Old Testament responses to death emphasize how drastically Jesus’ resurrection changed the conversation for all believers.
As important as the concept of resurrection is to the New Testament and Christianity, it is surprising to find that the Old Testament has very few references to this belief. According to scholars like Robert Martin-Achard, this owes in part to the ancient Israelite understanding of what the good life should be. For ancient Israelites, the best life was one that was focused squarely on this world, because every living person is formed from the dust of the earth and made alive by the breath of God (i.e., His Spirit).
Since God’s greatest gift to all humanity is this life itself, the hope for this life was to have enough to live in modest comfort, to have children, and to die in peace after a long life.
Key Old Testament heroes like Abraham (Gen. 15:15), Isaac (Gen. 35:29), Jacob (Gen. 49:29-33), Moses, and even David (1 Kings 2:10; 1 Chron. 29:28) model this hope for what was considered the good life. Each lived many years, had children, and was buried in peace, typically with their ancestors. From an Israelite perspective, what more could anyone want?
There seems to be little reflection on what happens in death, except to affirm that death broke the divine bond between human bodily existence (dust of the earth) and the breath of God that made the dust of the earth live. Without body and breath, people went to Sheol, a dark, murky, and lifeless place. The only way to live beyond death was to be remembered by the living and to be buried with one’s ancestors.
While this may be the ideal life, God’s people experienced all kinds of threats to living it out.

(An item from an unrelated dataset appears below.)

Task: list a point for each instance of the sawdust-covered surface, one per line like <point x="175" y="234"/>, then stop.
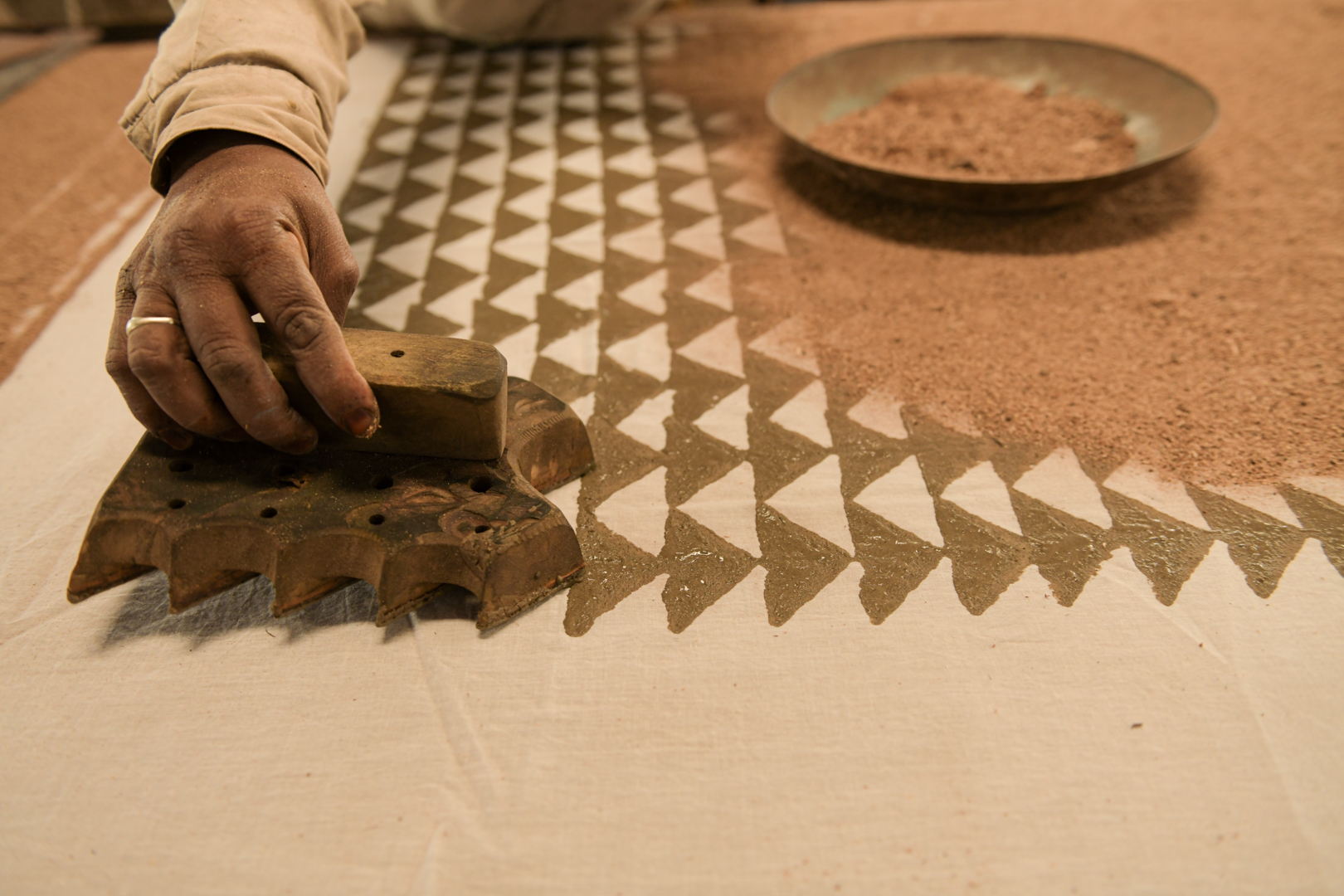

Disease, famine, war, pestilence, and premature death threatened the livelihood of God’s people. Miracle stories like those centered on the prophets Elijah and Elisha would have provided hope for the persistence of this ideal.
God intervened many times through the prophets with His provision in the form of food (1 Kings 17:8-16), rain (1 Kings 18:41-46), healings (2 Kings 5:1-19) and, of course, miracles, where the dead came back to life (1 Kings 17:17-24; 2 Kings 4:8-37). In addition, the people lamented to God during times of distress, with the hope that God would hear their cries and preserve them from suffering, or remove the pressing threat against their ability to pursue the God-given hope for the ideal life (Ps. 6; 13; 38).
As powerful as this hope was for individuals, it also was applied to the nation of Israel as a whole. Thus, when the prophets referred to death and the hope for a renewed life, they were not talking about an afterlife. Instead, Hosea hoped for a revived nation of Israel (Hos. 6:1-3), which would finally follow God’s ways.
Even Ezekiel’s hope for a revived army of skeletons that became living people again (Ezek. 37:1-4) was not about a future afterlife for the exiled individuals of Judah. Instead, it expressed the hope for Judah, as the renewed people of God, to once again pursue together the goodness of this life in the here and now.
According to prophetic teaching, both the nations of Israel and Judah had forfeited the opportunity to live the ideal life because of their rebellion against the Lord and so were sentenced to death or exile. Even in exile, the prophets encouraged the people to be faithful and to hope that God might smile on them again, so that they could be restored to what God had intended for His people in this life.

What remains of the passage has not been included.